Figure 9 TumorPurity analysis. (A) Correlations between gene expression levels and ImmuneScore. (B) Correlations of the nine prognostic genes with ImmuneScore, StromalScore, and ESTIMATEScore (*p < 0.05, **p < 0.01, and ***p < 0.001).

FIGURE 10

Figure 10 Immune landscape analysis. (A) Boxplot illustrating scores of 28 immune cell types between high- and low-risk groups. (B) Boxplot demonstrating ImmuneScore, StromalScore, and ESTIMATEScore differences between high- and low-risk groups. (C) Boxplot depicting the expression variation of immune-related genes between high- and low-risk groups. (D–I) Boxplots illustrating differences in TIDE, IFNG, T cell dysfunction score, T cell exclusion score, TAM M2, and MDSC cell proportions between high- and low-risk groups (*p < 0.05, **p < 0.01, and ***p < 0.001).

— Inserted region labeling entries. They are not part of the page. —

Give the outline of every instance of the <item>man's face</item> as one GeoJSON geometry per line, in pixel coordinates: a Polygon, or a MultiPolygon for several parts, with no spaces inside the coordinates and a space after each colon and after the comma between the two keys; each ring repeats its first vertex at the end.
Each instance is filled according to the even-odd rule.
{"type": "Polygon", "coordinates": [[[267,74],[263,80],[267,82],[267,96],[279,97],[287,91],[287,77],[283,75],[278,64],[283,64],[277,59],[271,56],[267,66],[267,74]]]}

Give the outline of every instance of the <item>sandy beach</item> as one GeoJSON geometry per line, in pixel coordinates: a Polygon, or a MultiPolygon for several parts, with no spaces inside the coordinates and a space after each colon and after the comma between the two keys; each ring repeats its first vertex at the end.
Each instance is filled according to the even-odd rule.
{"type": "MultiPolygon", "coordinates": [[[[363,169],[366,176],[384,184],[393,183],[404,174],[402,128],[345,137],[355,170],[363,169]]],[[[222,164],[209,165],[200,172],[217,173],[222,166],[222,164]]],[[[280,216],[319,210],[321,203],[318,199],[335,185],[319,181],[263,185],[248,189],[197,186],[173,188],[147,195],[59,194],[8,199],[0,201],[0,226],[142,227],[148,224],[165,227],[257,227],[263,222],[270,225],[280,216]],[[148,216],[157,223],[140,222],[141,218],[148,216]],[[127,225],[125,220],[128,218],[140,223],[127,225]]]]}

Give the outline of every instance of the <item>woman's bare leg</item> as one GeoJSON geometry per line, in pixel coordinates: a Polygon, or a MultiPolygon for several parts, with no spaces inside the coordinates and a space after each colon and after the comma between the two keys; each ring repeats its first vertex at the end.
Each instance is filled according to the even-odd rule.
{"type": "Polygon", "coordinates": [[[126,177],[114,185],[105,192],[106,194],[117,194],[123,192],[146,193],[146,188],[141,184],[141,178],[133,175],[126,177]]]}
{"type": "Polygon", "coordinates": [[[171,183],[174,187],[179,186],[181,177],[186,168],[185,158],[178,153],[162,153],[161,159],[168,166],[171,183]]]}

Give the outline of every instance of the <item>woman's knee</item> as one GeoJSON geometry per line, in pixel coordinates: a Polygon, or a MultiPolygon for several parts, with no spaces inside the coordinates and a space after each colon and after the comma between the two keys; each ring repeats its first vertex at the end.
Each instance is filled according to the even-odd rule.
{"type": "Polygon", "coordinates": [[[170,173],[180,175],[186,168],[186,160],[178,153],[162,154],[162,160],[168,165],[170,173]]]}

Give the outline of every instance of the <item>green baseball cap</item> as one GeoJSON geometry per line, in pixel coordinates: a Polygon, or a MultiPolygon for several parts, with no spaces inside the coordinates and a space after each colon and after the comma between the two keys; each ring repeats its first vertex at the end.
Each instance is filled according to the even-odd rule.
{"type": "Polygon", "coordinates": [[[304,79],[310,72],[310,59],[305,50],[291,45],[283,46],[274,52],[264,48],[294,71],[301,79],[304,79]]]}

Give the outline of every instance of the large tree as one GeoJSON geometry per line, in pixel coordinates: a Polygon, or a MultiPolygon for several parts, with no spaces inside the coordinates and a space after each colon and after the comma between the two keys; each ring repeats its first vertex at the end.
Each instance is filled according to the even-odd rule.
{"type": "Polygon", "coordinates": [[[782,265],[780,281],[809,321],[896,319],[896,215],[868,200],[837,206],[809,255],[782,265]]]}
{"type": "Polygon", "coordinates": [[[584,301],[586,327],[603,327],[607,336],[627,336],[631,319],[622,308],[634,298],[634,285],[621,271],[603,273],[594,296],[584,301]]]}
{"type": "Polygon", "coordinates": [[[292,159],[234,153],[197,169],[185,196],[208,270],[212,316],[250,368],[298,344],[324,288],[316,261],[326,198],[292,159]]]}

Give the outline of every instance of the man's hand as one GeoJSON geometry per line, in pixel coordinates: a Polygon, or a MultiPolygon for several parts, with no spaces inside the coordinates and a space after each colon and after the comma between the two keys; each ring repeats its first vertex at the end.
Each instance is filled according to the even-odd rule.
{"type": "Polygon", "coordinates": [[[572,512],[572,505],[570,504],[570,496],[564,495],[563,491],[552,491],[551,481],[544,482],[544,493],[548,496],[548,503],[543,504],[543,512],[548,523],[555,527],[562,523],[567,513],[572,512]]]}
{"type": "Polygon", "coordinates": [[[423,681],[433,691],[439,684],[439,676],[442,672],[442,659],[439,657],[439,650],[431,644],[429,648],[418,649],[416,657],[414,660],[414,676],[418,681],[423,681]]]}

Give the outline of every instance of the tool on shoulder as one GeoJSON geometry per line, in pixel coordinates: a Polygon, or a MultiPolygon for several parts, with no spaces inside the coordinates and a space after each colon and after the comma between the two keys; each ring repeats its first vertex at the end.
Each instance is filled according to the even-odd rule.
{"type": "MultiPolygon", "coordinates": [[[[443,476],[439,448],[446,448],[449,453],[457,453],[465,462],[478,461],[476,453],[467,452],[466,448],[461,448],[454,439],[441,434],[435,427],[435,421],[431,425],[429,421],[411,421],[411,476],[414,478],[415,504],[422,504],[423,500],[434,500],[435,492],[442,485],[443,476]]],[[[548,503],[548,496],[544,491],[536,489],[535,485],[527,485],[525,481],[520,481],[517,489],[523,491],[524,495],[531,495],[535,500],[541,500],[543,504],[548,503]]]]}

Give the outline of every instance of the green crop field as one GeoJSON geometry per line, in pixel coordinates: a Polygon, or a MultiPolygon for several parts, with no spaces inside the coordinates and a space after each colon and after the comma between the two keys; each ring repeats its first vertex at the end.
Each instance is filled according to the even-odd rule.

3.8 Predictive value of DRPS in immunotherapy

To bolster the robustness of DRPS’s predictive potential, we subjected it to external validation using the IMvigor210 dataset to assess patients’ responsiveness to immunotherapy. This validation aligns with prior findings, as the Kaplan-Meier analysis once again affirmed that individuals in the high-risk group faced less favorable overall survival (OS) in contrast to those in the low-risk group (Figure 11A). Furthermore, our investigation unveiled that patients who exhibited positive responses to immunotherapy (CR/PR) demonstrated notably lower risk scores in comparison to those who did not respond as favorably (SD/PD) (Figure 11B). As illustrated in Figure 11C, the response rate to immunotherapy was significantly higher within the low-risk group than in the high-risk group (31% versus 15%, respectively). In addition, for a more comprehensive assessment of DRPS's predictive capabilities, we conducted Kaplan-Meier analysis on patients with clinical stages I-II (Figure 11D). This not only further reinforces the resilience of DRPS but also underscores its substantial predictive utility in guiding clinical treatment decisions.

FIGURE 11

Figure 11 Predictive value of DRPS in immunotherapy. (A–C) Investigating the efficacy of DRPS as a predictive indicator for immunotherapy using the Imvigor210 dataset. (D) Based on the IMvigor210 dataset, Kaplan-Meier analysis was performed on the risk scores of clinical stages I and stages II patients. (***p < 0.001).

3.9 Pseudotime analysis

To unravel the malignant evolution pattern of endothelial cells (ECs) within LUAD, we harnessed the Monocle R package for cell trajectory analysis. Illustrated in Figure 12A are the cell trajectories for fourteen distinct endothelial cell clusters, and the trajectory orientation dictated by unsupervised pseudotime. This arrangement facilitated the identification of branch points, multiple branches, and nodes that permeate developmental trajectories, where cells within the same branch reflected a shared state (Figure 12A). This progressive process depicts the transformation of normal ECs into characteristic malignant ECs characteristic of LUAD. Concurrently, alterations in the expression levels of the nine prognostic genes transpired over pseudotime across various cell clusters. Specifically, along the trajectory of pseudotime progression, LDHA, EPHX1, and SHC1 exhibited gradual increases in expression, while EMC6, HTATIP2, TLE1, MYO6, and JAG1 demonstrated diminishing expressions (Figure 12B). Expanding our analysis to a single-cell RNA-seq dataset (GSE149655), we juxtaposed the expression disparities of the nine prognostic genes in ECs between tumor tissues and normal tissues. Notably, LDHA, SHC1, and EPHX1 exhibited heightened expression levels in tumor tissues, while MYO6 and TLE1 displayed diminished expression compared to normal tissues (Figure 12C).

FIGURE 12

Figure 12 Pseudotime analysis. (A) Cellular trajectories for fourteen distinct endothelial cell subsets. Each dot corresponds to a cell, while the black line denotes the slingshot trajectory. (B) Heatmap visualizing the expression of the nine prognostic genes (log-normalized counts, represented by color) categorized by respective pseudotimes and cell clusters. (C) Violin plot illustrating the expression variance of the nine prognostic genes in endothelial cells (ECs) between tumor tissue and normal tissue.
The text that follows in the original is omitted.